Now Davenport has been around for a long time. I was impressed that IDC had him as a keynote speaker. He has McKinsey, CSC Index, Ernst & Young, Microsoft, board seats on Accenture– in his background, and his resume includes writing or co-authoring 10 best-selling business books about knowledge and information management. And this comes straight from zoominfo:

In the January 2006 issue of the Harvard Business Review, he wrote “Competing on analytics means competing on technology.” In the article, he highlighted companies that use analytical intelligence to drive successful decision-making and competitive differentiation, citing as examples eight companies that are Teradata Warehouse and solution users.

All that being said, with all due respect (and I so mean that sincerely), I want to say to Mr. Davenport and the others of his ilk: please don’t rush to judgment and dismiss Enterprise 2.0. First of all, it’s not just about blogs and wikis. There is a whole host of technology enabled by Web 2.0 (and it’s growing every day).

And, you might want to be aware of some of the more interesting knowledge-based Enterprise 2.0 products that are moving into your sector like Atlassian, Coghead, Intalio, Abgeniel, Illumio and even a little startup I’m helping right now, Experteria (in beta). And these are only the products I know about.

Yes, Enterprise 2.0 is a hot topic. But there is a difference between a hot topic and a fad. I’ve been harping on the youth culture that is driving the development behind these technologies and the attitudinal shifts that are taking place on both spectrums of the knowledge-worker universe. The fed-up, smart, hamstrung departmental users and a digitally comfortable, DIYYnot?-ready youth culture moving in.

In the 90s, it was Jim Champy who christened the Business Process Re-engineering movement. Fad. But it forced enterprises to think in terms of business process and led to BPO- today’s hot topic. Sustainable.

Last word on Hot Topics. My suburban mom friend and I would always nervously usher our kids fast past the Hot Topic store in the mall. It’s no Gap, trust me. I guess we were afraid they’d be seduced into the punk lifestyle if they were exposed to it. When the store first showed up in our local mall, I assured her, “Oh, that will be gone in a few months.” Wrong. The store has been here for years. And you know what? We all shop there now, even the kids (and no, they haven’t transformed).

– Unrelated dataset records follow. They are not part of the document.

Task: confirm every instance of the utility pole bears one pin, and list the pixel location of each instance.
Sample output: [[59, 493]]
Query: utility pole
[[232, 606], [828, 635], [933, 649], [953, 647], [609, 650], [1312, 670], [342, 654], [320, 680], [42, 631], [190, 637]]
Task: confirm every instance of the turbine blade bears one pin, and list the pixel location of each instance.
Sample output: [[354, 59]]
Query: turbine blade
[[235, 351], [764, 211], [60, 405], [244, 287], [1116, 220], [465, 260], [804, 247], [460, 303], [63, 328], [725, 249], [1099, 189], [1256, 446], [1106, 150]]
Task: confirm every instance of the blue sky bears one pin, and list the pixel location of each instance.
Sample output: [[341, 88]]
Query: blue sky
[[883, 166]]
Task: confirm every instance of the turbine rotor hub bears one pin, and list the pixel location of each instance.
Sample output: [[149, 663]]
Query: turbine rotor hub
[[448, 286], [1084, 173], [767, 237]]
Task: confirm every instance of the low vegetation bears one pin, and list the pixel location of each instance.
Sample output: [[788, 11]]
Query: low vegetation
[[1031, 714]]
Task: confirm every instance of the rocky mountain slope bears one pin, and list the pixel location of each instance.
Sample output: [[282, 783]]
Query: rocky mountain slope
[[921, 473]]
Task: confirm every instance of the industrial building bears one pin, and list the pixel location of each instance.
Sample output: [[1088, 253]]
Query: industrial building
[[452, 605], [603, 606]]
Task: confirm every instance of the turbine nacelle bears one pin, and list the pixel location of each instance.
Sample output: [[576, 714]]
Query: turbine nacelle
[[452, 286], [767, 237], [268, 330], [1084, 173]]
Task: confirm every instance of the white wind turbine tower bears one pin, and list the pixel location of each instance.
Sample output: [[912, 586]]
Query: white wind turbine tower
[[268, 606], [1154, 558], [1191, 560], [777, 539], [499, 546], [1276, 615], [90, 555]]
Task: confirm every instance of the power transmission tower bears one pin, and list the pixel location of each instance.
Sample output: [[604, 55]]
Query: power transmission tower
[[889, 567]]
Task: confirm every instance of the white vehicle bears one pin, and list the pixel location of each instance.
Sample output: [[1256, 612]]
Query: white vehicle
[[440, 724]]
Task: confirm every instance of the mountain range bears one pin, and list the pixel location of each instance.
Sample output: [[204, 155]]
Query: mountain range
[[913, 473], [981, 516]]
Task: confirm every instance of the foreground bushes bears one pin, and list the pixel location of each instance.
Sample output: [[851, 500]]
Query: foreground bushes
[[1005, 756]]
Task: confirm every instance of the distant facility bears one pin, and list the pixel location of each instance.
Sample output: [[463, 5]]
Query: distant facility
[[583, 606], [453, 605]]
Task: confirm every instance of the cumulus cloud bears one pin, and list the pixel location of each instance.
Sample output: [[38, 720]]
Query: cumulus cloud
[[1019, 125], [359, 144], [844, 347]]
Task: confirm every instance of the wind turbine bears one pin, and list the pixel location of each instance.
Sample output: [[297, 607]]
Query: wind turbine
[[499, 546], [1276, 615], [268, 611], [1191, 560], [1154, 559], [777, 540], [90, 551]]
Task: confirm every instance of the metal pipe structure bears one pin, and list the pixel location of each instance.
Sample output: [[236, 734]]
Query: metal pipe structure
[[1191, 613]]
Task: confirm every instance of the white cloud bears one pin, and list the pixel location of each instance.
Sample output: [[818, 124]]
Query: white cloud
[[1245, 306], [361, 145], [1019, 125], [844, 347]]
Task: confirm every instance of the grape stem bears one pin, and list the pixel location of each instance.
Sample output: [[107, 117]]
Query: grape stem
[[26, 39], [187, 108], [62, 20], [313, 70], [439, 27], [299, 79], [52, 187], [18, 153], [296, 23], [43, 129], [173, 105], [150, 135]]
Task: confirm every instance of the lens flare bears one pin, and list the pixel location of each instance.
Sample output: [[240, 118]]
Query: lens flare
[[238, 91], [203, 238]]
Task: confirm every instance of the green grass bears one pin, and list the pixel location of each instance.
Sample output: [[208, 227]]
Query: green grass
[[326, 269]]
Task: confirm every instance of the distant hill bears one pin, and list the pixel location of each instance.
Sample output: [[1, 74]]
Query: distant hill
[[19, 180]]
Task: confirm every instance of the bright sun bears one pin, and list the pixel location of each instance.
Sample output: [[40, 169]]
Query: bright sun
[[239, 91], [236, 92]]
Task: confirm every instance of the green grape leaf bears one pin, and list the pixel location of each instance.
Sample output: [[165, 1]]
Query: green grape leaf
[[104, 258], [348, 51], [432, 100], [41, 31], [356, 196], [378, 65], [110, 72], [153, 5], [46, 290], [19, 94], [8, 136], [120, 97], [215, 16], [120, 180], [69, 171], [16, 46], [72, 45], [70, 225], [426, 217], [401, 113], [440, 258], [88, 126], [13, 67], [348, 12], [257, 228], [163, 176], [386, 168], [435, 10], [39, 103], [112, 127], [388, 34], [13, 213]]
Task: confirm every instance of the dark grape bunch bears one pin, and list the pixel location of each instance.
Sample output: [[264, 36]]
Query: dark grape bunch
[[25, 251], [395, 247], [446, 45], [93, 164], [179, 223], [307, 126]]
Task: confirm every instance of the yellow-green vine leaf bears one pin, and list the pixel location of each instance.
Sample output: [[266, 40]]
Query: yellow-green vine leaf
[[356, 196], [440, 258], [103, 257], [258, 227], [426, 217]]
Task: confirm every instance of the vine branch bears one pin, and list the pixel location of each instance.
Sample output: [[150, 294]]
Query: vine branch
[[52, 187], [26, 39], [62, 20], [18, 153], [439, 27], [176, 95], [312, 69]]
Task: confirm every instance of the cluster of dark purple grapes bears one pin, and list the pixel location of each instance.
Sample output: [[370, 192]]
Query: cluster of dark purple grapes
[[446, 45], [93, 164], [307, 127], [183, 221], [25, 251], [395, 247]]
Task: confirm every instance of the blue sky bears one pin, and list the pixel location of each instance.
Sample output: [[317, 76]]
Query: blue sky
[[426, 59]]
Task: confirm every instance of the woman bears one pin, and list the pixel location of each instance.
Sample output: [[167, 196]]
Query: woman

Great tee shirts and band paraphernalia. The lesson here is we all judge what we’re uncomfortable with, but cultural trends have a way of surviving and adapting around our unwillingness to recognize them at first.

Trust, Communications, Relationship-management…

Frank Casale invited me to co-moderate a workshop yesterday at his Outsourcing Institute NYC Roadshow on "Outsourcing's Bad Rap: Playing Politics." Throughout the day, although the outsourcing market has changed so much over the past ten years, I heard the recurring themes of trust, communications, and old-fashioned relationship management. Buyers and sellers all have their war stories.

The day was excellent. A comfortable and informative series of workshops and presentations. OI holds a series of these workshops. If you're interested in outsourcing, definitely worth attending.

HRO World

There's this old yarn about how a bratty kid goes to school one day and comes home to find his family has moved. That's how I felt when I roamed about at HRO World. Although it was an outsourcing conference, it could have been "Automotive World" or "Widget Expo." I understood the underlying business model was essentially the same, but the vendors, the leadership, and the customers were so different from what I've been accustomed to in the IT outsourcing space, I felt like a tourist. I did run into some of the old-timers including Bill Bierce, Mark Hodges, and Joe Vales who were warm and welcoming. Joe Vales was especially helpful and generous with filling me in on what was going on and how I might be involved in the HRO space.

The best fun I had was at a party held at the 21 club by vendor Convergys. I met three analysts there with whom I could commiserate and laugh. One, in particular, has an exceptional blog that I had stumbled upon. If you want to know about HRO, don't come here. Visit Jason Corsello's blog. Jason has a real blog. He promised to teach me how to blog like a pro, so that was definitely worth the trip into Manhattan.